Non-teaching workers of public universities have expressed worry about the growing rate of insecurity in tertiary institutions across the country.
The workers, under the aegis of the Senior Staff Association of Nigerian Universities (SSANU), expressed the fear that nobody, including its members, is safe anymore.
They urged the Federal Government to approve the use of guns for the security of campuses to protect their workers and students.
SSANU spoke through its National President Mohammed Haruna after its National Executive Council (NEC) meeting in Abuja at the weekend.

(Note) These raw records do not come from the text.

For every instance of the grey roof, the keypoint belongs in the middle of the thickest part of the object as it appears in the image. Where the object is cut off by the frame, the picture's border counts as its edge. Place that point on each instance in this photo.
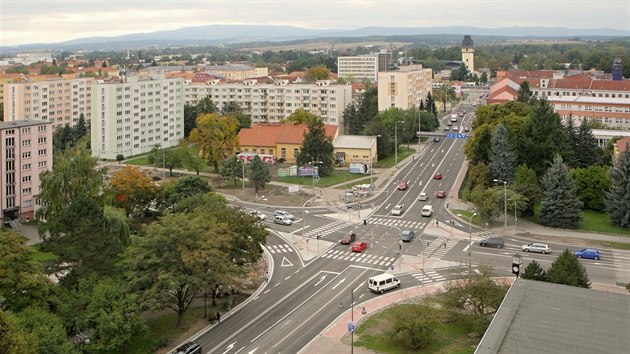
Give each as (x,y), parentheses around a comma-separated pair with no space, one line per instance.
(22,123)
(540,317)
(354,141)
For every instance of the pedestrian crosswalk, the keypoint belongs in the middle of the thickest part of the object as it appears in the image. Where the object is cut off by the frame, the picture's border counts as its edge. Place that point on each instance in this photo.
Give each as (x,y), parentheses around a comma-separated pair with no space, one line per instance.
(359,257)
(281,248)
(327,229)
(428,277)
(403,224)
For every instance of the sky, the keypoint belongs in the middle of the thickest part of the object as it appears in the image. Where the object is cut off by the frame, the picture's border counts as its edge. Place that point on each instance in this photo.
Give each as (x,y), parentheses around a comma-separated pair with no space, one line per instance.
(52,21)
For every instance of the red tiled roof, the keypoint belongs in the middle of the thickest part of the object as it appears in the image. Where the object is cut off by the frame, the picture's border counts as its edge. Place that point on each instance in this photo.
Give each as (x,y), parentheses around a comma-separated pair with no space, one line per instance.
(269,135)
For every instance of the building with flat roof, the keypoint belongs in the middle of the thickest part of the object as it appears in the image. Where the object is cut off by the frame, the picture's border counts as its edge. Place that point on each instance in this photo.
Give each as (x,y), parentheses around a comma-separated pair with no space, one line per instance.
(25,152)
(404,88)
(132,116)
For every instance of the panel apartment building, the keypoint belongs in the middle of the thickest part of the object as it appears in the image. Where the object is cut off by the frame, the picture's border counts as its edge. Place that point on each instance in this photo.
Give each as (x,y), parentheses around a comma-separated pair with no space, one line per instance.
(269,103)
(404,88)
(363,66)
(57,100)
(131,116)
(25,152)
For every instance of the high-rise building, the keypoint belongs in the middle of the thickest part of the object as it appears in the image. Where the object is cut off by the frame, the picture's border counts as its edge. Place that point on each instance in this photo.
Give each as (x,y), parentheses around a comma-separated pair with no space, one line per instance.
(58,101)
(468,53)
(25,152)
(132,116)
(404,88)
(363,66)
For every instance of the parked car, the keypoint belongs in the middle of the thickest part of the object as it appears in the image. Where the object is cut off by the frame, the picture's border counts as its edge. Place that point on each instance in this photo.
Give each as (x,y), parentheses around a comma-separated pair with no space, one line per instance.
(258,214)
(589,253)
(496,242)
(359,246)
(282,220)
(407,235)
(284,213)
(398,210)
(348,238)
(536,247)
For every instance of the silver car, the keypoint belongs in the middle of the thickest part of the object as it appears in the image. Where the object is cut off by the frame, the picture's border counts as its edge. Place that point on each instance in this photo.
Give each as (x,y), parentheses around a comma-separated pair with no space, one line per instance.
(536,247)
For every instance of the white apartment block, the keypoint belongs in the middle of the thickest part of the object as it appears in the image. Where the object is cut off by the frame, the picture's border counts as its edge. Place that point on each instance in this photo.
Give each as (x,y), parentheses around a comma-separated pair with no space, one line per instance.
(404,88)
(58,101)
(25,152)
(270,103)
(363,66)
(133,116)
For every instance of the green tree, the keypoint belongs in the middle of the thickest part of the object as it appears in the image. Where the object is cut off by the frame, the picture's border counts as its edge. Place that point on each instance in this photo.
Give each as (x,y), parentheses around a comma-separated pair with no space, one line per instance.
(317,148)
(534,271)
(560,206)
(233,168)
(592,183)
(567,270)
(503,157)
(618,198)
(216,137)
(259,173)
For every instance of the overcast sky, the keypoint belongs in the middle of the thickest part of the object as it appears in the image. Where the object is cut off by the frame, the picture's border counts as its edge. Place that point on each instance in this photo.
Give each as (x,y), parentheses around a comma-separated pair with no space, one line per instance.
(51,21)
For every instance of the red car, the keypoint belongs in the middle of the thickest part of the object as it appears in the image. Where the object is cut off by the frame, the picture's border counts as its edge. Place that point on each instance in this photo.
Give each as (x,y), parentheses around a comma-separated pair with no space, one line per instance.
(348,238)
(359,246)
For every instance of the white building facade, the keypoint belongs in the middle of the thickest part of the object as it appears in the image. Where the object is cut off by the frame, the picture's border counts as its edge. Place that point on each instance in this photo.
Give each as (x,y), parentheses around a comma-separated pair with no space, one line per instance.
(133,116)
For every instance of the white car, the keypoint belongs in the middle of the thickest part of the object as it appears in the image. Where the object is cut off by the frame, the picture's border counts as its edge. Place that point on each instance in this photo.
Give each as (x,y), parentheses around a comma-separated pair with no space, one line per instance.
(536,247)
(284,213)
(398,210)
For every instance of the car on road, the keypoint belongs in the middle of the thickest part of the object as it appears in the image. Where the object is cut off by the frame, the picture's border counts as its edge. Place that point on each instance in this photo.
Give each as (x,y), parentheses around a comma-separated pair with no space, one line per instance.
(359,246)
(284,213)
(495,242)
(257,214)
(589,253)
(407,235)
(398,210)
(282,220)
(536,247)
(348,238)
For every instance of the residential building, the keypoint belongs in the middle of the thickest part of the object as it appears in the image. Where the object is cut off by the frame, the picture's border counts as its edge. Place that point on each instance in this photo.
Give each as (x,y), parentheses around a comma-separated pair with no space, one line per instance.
(270,103)
(25,152)
(577,95)
(54,100)
(404,88)
(363,66)
(131,116)
(281,140)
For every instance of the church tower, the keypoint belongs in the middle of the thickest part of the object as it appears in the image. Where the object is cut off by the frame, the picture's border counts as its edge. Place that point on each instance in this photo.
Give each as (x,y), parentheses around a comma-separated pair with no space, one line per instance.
(468,53)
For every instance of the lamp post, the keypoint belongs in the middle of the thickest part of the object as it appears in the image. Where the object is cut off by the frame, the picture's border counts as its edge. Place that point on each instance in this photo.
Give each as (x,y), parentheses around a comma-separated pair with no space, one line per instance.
(396,141)
(504,201)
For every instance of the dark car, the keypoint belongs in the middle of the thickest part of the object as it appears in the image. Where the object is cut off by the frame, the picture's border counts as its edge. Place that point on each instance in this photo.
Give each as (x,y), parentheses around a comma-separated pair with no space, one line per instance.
(495,242)
(348,238)
(407,235)
(589,253)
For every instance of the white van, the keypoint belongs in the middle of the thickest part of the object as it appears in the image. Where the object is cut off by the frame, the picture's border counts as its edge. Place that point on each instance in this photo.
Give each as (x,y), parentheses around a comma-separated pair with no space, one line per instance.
(383,282)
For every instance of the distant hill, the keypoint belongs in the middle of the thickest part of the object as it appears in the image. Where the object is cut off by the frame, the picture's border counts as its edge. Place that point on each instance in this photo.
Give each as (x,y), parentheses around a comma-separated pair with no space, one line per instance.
(232,34)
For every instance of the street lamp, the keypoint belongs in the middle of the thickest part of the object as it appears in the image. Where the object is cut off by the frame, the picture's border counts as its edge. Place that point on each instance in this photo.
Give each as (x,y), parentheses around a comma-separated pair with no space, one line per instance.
(504,201)
(396,141)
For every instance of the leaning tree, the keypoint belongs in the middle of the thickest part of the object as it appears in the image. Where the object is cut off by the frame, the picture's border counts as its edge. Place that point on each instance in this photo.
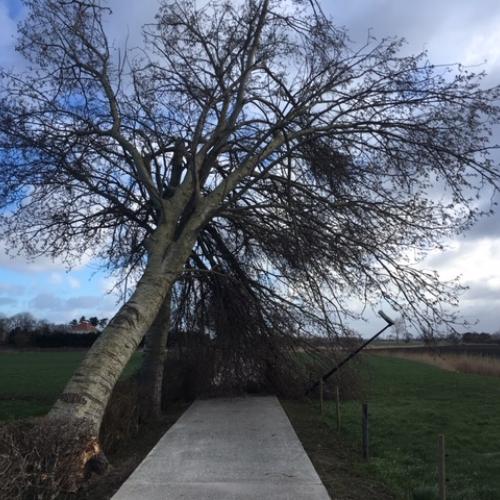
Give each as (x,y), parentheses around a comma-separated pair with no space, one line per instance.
(259,118)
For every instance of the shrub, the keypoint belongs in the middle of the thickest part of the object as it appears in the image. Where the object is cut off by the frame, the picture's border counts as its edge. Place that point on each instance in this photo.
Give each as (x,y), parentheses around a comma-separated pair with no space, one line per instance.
(42,459)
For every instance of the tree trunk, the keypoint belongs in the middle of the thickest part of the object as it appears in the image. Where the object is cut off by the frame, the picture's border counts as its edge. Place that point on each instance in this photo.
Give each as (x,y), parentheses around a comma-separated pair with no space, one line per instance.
(153,363)
(87,393)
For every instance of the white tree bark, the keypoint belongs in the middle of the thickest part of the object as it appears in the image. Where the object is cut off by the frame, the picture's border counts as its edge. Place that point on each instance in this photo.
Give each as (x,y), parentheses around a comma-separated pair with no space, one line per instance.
(153,364)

Haruna noted that granting licences to security guards would help established security agencies, who are overwhelmed by different security challenges, such as banditry, kidnapping, and other criminalities ravaging the country, to protect the higher institutions.
SSANU’s concern came a few hours after the students and workers of Greenfield University in Kaduna, a private university, regained their freedom from their abductors after paying N180 million and giving out 10 motorcycles as ransom.
He said: “We are here to deliberate on a wide range of issues. Topmost among those issues is the security of our members who work in the university environment. Our members can’t travel freely, they can’t move around with ease. Anytime they do so, they get kidnapped. This is unacceptable!
“We are calling on the Federal Government to license our security men on campuses who are our members, train and re-train them from time to time and monitor them. By doing this, security challenges in our institutions will reduce.”